We didn't take James Cameron's 1984 sci-fi action film The Terminator, which warned of the dangers of artificial intelligence, seriously enough.
Vassy Kapelos, the chief political correspondent for CTV News, interviewed James Cameron about the potential danger that AI poses to humans.
"I warned you guys in 1984, and you didn’t listen," Cameron said. "I think the weaponization of AI is the biggest danger. I think that we will get into the equivalent of a nuclear arms race with AI, and if we don’t build it, the other guys are for sure going to build it, and so then it’ll escalate."

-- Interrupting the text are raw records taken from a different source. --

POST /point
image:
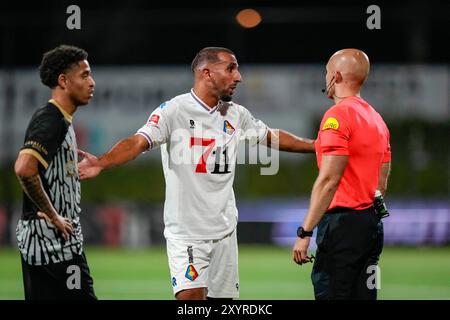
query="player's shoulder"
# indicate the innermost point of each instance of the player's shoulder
(238, 107)
(47, 114)
(171, 106)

Cameron further said, "You could imagine an AI in a combat theatre, the whole thing just being fought by the computers at a speed humans can no longer intercede, and you have no ability to deescalate."
The director of Terminator also addressed the ongoing WGA and SAG-AFTRA strike, which heavily emphasises the studios' use of AI. James Cameron doesn't believe artificial intelligence has advanced to the point where it will soon replace skilled writers.
"It’s never an issue of who wrote it, it’s a question of, is it a good story?" Cameron said.
"I just don’t personally believe that a disembodied mind that’s just regurgitating what other embodied minds have said — about the life that they’ve had, about love, about lying, about fear, about mortality — and just put it all together into a word salad and then regurgitate it … I don’t believe that have something that’s going to move an audience."